Throughput is measured by the number of bytes that can be written to the DA layer within a specific timeframe. Higher throughput is crucial for use cases that require more real time data streaming such as gaming, streaming video/audio etc. It’s also important to consider if the solution can be tuned for higher throughput or low latency depending on the use case.
Data Availability Guarantees
Redundancy of data is crucial to ensure data availability in case a percentage of nodes is compromised or corrupted. All the three data availability solutions utilize erasure coding for data protection and redundancy. Further, while AvailDA and EigenDA utilize Validity proofs in the form of KZG polynomial commitments to ensure data availability and validity, Celestia DA relies on fraud-proofs for the same.

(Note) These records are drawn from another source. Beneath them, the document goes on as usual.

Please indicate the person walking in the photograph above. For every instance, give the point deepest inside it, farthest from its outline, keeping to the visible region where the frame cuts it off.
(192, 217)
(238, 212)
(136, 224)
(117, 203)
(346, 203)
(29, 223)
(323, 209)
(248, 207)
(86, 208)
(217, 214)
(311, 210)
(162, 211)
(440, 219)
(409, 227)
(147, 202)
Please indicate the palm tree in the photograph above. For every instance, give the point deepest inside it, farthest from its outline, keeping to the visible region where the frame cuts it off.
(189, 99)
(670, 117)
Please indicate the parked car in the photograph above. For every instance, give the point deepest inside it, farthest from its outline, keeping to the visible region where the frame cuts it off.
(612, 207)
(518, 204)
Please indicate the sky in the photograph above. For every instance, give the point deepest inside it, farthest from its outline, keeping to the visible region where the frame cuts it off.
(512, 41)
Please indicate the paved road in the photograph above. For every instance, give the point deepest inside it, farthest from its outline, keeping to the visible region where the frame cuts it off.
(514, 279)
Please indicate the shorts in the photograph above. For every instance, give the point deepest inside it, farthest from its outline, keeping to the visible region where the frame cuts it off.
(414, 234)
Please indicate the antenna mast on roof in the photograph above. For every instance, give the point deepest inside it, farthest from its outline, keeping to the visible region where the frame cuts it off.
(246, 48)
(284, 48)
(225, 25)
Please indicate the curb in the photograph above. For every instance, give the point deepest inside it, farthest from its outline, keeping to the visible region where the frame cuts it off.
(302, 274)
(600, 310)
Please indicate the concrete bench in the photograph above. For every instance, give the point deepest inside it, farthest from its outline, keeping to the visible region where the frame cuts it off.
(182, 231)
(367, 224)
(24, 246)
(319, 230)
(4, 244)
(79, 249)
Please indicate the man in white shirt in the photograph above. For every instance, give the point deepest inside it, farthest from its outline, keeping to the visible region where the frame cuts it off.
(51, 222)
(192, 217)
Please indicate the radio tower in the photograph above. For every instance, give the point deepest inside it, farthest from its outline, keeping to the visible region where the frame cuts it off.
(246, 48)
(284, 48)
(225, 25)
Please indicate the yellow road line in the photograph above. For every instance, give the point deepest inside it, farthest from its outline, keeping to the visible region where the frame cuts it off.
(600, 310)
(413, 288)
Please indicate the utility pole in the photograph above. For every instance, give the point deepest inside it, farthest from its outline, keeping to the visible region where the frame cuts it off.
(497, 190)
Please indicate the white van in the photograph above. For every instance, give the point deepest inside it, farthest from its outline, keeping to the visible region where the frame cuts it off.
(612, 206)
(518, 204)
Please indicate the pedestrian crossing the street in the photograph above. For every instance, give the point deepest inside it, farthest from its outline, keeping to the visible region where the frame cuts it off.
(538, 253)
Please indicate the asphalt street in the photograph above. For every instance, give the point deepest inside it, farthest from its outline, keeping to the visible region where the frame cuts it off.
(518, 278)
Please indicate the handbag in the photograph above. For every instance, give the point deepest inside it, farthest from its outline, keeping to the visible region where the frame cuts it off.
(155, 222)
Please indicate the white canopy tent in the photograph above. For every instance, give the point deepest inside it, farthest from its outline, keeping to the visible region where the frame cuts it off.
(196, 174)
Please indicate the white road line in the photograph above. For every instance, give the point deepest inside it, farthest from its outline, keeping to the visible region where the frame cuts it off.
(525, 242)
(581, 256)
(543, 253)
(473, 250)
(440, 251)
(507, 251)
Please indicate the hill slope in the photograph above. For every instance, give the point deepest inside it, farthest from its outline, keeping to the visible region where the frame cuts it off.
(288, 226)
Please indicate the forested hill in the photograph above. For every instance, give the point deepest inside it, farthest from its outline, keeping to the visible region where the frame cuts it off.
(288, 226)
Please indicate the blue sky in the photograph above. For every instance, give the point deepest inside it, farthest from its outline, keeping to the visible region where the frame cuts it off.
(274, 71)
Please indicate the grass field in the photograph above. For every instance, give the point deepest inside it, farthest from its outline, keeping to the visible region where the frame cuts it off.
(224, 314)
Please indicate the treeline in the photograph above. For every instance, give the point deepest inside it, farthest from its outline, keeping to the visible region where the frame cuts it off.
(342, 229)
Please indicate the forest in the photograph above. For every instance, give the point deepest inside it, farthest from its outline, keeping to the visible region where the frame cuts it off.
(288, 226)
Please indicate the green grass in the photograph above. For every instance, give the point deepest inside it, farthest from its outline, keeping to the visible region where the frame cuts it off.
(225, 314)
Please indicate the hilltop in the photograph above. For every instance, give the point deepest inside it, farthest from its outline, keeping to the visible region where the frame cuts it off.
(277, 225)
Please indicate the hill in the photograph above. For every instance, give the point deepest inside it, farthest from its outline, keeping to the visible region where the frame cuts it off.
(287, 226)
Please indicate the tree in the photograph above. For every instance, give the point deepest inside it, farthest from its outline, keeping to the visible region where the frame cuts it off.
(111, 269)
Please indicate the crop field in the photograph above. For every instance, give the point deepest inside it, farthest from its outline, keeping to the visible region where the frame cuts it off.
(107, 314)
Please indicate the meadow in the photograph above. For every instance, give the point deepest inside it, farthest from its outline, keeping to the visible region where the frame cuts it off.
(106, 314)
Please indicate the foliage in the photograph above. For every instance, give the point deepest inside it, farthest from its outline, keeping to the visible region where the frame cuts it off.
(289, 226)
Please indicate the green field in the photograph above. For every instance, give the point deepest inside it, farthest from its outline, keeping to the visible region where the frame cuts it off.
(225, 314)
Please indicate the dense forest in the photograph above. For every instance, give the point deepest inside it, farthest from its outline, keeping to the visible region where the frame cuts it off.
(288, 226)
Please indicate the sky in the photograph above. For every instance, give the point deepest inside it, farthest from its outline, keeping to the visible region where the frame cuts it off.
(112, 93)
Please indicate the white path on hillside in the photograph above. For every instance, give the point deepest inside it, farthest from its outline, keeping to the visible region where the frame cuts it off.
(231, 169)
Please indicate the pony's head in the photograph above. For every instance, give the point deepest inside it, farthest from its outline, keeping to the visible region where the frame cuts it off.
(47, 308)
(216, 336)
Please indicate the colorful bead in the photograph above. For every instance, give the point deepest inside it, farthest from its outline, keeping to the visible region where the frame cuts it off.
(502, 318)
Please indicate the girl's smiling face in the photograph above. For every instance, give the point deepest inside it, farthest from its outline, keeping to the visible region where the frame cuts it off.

In addition to the above, EigenDA utilizes Proof of custody where each operator must routinely compute and commit to the value of a function which can only be computed if they have stored all the blob chunks allocated to them over a designated storage period. EigenDA also has a feature called Dual Quorum, where two separate quorums can be required to attest to the availability of data making it more secure.
Security
It’s important to monitor the security of the data availability solutions on an ongoing basis, not just when evaluating a solution for your L2. Apart from ensuring that the network code and any smart contract code is open source and audited by a well-reputed auditing firm, there are a few other considerations to keep in mind when evaluating various data availability solutions. Firstly, consider what is at stake for the node operators to ensure they operate honestly. While AvailDA and CelestiaDA require operators to stake their native token (AVL, TIA respectively), EigenDA requires operators to restake ETH. While this isn’t a direct reflection of the quality of the stake, it is important to monitor the value of the stake to ensure that it’s significant enough to provide crypto economic security.
Secondly, it is also important to track the incentives for node operators and how many nodes are participating in securing the network. As these networks mature, they will compete for market share, and operators will be attracted to networks that offer good economic incentives. Good incentives also lead to more node operators participating in securing the network, making the network more decentralized.
Finally, understanding the level of fault tolerance of these networks is very important. Essentially, this means determining the percentage of nodes that need to collude or fail for the network to be compromised. This number, coupled with the economic incentives, will help you gauge the security of the network.
Conclusion
Data availability is set to play a crucial role, especially in the narrative of modular blockchains. L2 solutions being developed will increasingly depend on these data availability solutions to scale effectively. However, this isn't likely to be a 'winner-takes-all' market. Diverse solutions like AvailDA, CelestiaDA and EigenDA each have the potential to capture a share of the market. These solutions might even carve out niche markets for themselves, catering to specific sectors such as gaming, real-world assets (RWA) etc.
An intriguing possibility that isn’t prevalent yet but could emerge is L2 solutions utilizing multiple data availability solutions simultaneously. This approach could be for redundancy or to meet varying Service Level Agreements (SLAs) for different use cases. Looking ahead, we might see data availability solutions evolve beyond just handling transaction data. They could start storing any arbitrary data blobs required by Decentralized Applications (DApps) to deliver their services. Keeping an eye on how these solutions evolve will definitely be interesting.